El arzobispo recuerda con especial gratitud al director del centro penitenciario de Melbourne. Cuenta que, después de que el Tribunal Supremo de Victoria rechazara su apelación, se sintió tentado de no recurrir al Alto Tribunal de Australia. «Si los magistrados solo iban a cerrar filas, no necesitaba cooperar en esta charada tan cara». Al comentarlo con el responsable del centro, «un hombre más alto que yo y muy directo, él me exhortó a perseverar. Me animó».

Sin excusas para no rezar

Sobre cómo pasaba el tiempo cotidianamente, el cardenal reconoce que se quedó sin «excusas de que estaba demasiado ocupado para rezar». De hecho, el horario regular de oración, con la ayuda del breviario, «me sostuvo». Recibía la comunión cada semana y participó en la Eucaristía cinco veces. Pero, lamenta, nunca pudo celebrarla; ni siquiera en Navidad o Pascua.
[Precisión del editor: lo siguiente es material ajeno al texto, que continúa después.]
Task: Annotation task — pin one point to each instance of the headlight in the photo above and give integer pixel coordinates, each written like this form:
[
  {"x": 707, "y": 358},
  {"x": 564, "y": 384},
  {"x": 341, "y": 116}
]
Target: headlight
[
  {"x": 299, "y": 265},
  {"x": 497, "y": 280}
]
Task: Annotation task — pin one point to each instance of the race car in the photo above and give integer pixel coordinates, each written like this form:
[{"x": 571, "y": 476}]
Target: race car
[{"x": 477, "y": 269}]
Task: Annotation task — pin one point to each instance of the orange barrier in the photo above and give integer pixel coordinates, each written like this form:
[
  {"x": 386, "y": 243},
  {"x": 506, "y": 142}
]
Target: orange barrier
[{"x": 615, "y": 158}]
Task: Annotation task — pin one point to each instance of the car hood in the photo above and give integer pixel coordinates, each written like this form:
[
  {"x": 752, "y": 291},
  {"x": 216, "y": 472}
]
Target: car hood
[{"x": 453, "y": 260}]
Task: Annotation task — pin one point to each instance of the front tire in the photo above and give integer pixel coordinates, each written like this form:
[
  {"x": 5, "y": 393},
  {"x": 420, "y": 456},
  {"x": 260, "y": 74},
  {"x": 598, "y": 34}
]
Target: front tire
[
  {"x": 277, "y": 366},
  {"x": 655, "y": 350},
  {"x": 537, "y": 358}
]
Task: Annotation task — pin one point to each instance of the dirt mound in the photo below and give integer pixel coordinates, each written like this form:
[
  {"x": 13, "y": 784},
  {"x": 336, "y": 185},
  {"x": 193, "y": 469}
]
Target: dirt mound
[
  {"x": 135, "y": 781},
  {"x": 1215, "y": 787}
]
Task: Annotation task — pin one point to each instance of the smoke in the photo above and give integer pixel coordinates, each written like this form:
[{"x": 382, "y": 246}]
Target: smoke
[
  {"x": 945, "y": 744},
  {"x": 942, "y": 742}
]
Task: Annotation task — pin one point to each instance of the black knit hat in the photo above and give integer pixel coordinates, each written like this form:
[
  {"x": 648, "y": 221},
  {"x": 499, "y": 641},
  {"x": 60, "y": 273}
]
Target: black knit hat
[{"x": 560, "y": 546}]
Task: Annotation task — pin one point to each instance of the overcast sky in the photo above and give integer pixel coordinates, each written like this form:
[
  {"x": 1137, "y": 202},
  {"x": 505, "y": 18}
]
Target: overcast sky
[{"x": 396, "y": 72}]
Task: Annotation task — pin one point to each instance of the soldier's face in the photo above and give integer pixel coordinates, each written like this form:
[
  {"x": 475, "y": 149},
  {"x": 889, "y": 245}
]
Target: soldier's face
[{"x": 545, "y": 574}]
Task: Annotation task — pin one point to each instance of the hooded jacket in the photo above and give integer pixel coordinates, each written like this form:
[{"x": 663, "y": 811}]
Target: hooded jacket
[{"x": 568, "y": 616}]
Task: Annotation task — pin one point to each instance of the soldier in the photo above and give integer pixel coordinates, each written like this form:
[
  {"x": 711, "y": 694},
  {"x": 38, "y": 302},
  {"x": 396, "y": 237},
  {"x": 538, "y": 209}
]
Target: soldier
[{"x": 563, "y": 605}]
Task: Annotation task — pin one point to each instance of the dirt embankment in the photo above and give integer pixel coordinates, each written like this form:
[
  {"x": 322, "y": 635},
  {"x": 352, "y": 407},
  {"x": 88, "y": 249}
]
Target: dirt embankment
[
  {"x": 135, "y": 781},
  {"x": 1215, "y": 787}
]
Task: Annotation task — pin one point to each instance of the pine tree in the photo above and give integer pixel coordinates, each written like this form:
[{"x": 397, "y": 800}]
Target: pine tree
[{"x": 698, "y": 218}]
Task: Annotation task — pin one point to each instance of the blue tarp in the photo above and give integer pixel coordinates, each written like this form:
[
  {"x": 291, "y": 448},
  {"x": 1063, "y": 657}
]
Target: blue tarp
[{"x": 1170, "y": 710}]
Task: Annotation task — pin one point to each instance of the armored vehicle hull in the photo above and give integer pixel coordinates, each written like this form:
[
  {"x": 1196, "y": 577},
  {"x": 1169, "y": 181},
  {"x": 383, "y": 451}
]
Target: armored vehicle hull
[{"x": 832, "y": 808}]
«Nunca me sentí abandonado, sabiendo que el Señor estaba conmigo» y que «mi sufrimiento no tenía por qué carecer de sentido», ya que «podía unirme con nuestro Señor». Después de decir durante años a quienes sufrían que «también el Hijo de Dios pasó pruebas en este mundo, ahora eso me consolaba a mí mismo». De ahí sacaba el impulso para rezar «por amigos y enemigos, por mi familia y quienes me apoyaban, por las víctimas de abusos sexuales, por mis compañeros de la cárcel y los guardias».

En la cárcel no se blasfema

No era el único al que la fe daba fuerza, asegura el prelado. «Muchas mañanas oía los cánticos de la oración musulmana». También subraya que, aunque el lenguaje era rudo, no solía escuchar maldiciones o blasfemias. «El prisionero al que consulté sobre esto pensaba que era un signo de fe, más que de la ausencia de Dios. Sospecho que, por su parte, los presos musulmanes no tolerarían la blasfemia».

Durante su año en la cárcel, y dada la notoriedad de su caso, tuvo ocasión de mantener correspondencia con internos de otros centros, que le escribían. Algunos le conocían de cuando, siendo obispo, había visitado sus cárceles. Otros tenían una fe profunda, como un devoto de san Pío de Pietrelcina. «Uno solo me decía que estaba perdido y en la oscuridad, y si le podía sugerirle un libro. Le recomendé que leyera el Evangelio de Lucas y la primera carta de san Juan».